Sphaeropteris elmeri

Scientific classification
- Kingdom: Plantae
- Clade: Tracheophytes
- Division: Polypodiophyta
- Class: Polypodiopsida
- Order: Cyatheales
- Family: Cyatheaceae
- Genus: Sphaeropteris
- Species: S. elmeri
- Binomial name: Sphaeropteris elmeri (Copel.) R.M.Tryon
- Synonyms: Alsophila christii Alderw. ; Alsophila comosa Christ ; Alsophila dimorphotricha (Copel.) Alderw. ; Alsophila elmeri Copel. ; Alsophila fenicis Posth. ; Alsophila latebrosa var. major Christ ; Alsophila subcomosa C. Chr. ; Cyathea argyrolepis Copel. ; Cyathea dimorphotricha Copel. ; Cyathea subcomosa Domin ; Cyathea elmeri (Copel.) Copel. ;

= Sphaeropteris elmeri =

- Authority: (Copel.) R.M.Tryon

Species of fern

Sphaeropteris elmeri, synonym Cyathea elmeri, is a species of tree fern native to the Philippines, Talaud Islands, and northern Sulawesi, where it grows in forest at an altitude of 500–1400 m.
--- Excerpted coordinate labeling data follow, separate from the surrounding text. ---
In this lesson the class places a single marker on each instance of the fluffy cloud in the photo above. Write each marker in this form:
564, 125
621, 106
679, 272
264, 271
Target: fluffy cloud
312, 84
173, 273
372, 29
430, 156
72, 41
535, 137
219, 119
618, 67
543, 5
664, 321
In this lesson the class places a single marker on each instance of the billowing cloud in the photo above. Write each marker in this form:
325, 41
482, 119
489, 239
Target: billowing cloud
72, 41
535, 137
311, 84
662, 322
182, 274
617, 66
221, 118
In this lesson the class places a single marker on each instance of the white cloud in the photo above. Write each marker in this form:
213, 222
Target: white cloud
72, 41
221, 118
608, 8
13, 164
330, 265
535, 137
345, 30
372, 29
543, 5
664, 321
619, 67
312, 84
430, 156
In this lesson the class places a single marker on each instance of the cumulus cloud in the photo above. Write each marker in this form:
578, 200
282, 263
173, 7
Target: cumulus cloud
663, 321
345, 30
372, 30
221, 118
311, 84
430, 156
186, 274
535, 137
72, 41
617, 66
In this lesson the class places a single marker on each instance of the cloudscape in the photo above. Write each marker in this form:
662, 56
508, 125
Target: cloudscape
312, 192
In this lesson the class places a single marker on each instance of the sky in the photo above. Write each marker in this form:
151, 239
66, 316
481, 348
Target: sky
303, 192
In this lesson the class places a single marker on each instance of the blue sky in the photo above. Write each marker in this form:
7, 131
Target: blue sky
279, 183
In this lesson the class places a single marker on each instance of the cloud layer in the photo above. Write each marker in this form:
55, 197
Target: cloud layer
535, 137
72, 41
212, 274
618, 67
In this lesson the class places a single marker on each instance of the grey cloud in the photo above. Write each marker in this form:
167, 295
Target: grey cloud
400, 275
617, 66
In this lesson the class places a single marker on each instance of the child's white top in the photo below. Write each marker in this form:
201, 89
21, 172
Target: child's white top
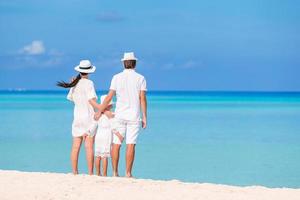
128, 85
83, 111
103, 137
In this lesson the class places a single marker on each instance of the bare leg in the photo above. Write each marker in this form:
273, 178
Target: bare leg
104, 166
115, 158
130, 151
89, 142
75, 153
97, 165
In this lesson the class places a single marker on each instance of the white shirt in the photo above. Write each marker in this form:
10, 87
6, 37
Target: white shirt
128, 85
83, 111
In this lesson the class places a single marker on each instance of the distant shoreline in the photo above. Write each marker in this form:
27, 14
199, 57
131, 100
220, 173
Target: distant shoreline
198, 92
38, 185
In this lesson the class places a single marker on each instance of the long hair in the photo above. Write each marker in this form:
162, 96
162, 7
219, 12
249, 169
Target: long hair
72, 83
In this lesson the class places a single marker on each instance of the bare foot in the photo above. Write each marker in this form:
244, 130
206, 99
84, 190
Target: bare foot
115, 174
129, 176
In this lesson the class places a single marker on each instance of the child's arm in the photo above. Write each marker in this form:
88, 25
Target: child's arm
94, 103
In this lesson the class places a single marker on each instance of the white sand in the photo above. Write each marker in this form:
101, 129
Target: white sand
33, 185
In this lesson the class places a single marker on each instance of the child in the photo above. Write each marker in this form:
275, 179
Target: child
103, 139
82, 94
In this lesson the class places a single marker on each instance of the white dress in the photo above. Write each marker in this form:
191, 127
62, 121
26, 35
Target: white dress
103, 137
83, 122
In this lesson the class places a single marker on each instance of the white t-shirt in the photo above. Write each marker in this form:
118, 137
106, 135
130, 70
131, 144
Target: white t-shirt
83, 111
128, 85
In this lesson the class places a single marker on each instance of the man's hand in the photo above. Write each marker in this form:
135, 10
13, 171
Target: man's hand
97, 116
144, 122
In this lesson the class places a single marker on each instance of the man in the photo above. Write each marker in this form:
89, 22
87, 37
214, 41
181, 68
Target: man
130, 90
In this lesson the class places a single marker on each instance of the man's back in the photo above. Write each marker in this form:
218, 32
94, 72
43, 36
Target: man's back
128, 85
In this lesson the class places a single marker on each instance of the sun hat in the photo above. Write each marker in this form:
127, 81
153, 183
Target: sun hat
129, 56
85, 66
102, 98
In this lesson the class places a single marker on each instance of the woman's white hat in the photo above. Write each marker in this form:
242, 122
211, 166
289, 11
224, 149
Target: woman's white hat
85, 66
128, 56
103, 98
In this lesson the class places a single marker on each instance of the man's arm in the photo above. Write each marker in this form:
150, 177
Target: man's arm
143, 101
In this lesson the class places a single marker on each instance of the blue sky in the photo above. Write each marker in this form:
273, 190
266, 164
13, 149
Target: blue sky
181, 45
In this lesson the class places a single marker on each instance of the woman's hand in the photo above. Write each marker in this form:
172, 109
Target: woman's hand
97, 116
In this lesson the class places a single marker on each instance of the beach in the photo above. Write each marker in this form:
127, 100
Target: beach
37, 185
225, 138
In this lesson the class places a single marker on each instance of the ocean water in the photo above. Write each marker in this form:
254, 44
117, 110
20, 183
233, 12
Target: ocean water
235, 138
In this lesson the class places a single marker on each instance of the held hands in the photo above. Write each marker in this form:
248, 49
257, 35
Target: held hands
97, 116
144, 123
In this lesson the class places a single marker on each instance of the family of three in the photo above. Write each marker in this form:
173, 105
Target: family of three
102, 130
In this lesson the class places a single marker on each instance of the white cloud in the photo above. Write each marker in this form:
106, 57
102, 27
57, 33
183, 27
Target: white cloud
35, 48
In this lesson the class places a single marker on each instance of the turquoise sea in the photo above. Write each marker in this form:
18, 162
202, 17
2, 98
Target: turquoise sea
236, 138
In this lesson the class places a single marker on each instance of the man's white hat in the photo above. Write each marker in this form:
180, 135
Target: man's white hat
129, 56
103, 98
85, 66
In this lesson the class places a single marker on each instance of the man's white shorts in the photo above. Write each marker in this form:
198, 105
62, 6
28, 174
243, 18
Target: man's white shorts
130, 129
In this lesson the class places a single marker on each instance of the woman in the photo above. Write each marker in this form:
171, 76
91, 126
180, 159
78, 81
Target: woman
82, 93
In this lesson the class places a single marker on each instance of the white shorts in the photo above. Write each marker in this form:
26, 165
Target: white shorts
130, 129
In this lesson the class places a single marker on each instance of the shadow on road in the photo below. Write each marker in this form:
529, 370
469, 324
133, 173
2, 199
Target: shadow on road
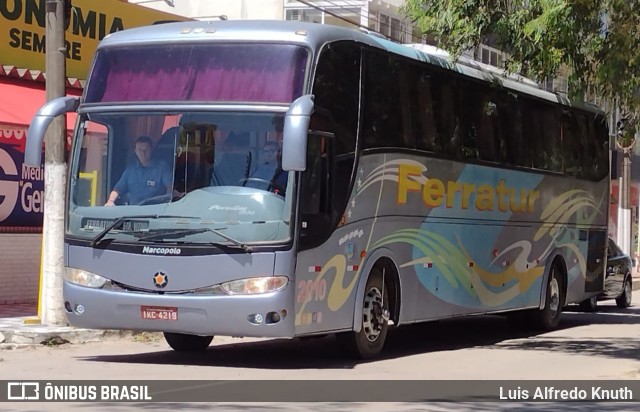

The trunk of this plant is erect and 5–10 m tall. Fronds may be bi- or tripinnate and up to 2 m or more in length. The lower surface of the rachis is distinctively pale and warty. The stipe is covered with scales and has warts towards the base. The scales are large, tapering, thin, and medium brown in colouration. Sori are borne near the fertile pinnule midvein. Indusia are absent.

The specific epithet elmeri commemorates pteridologist Adolph Daniel Edward Elmer (1870-1942).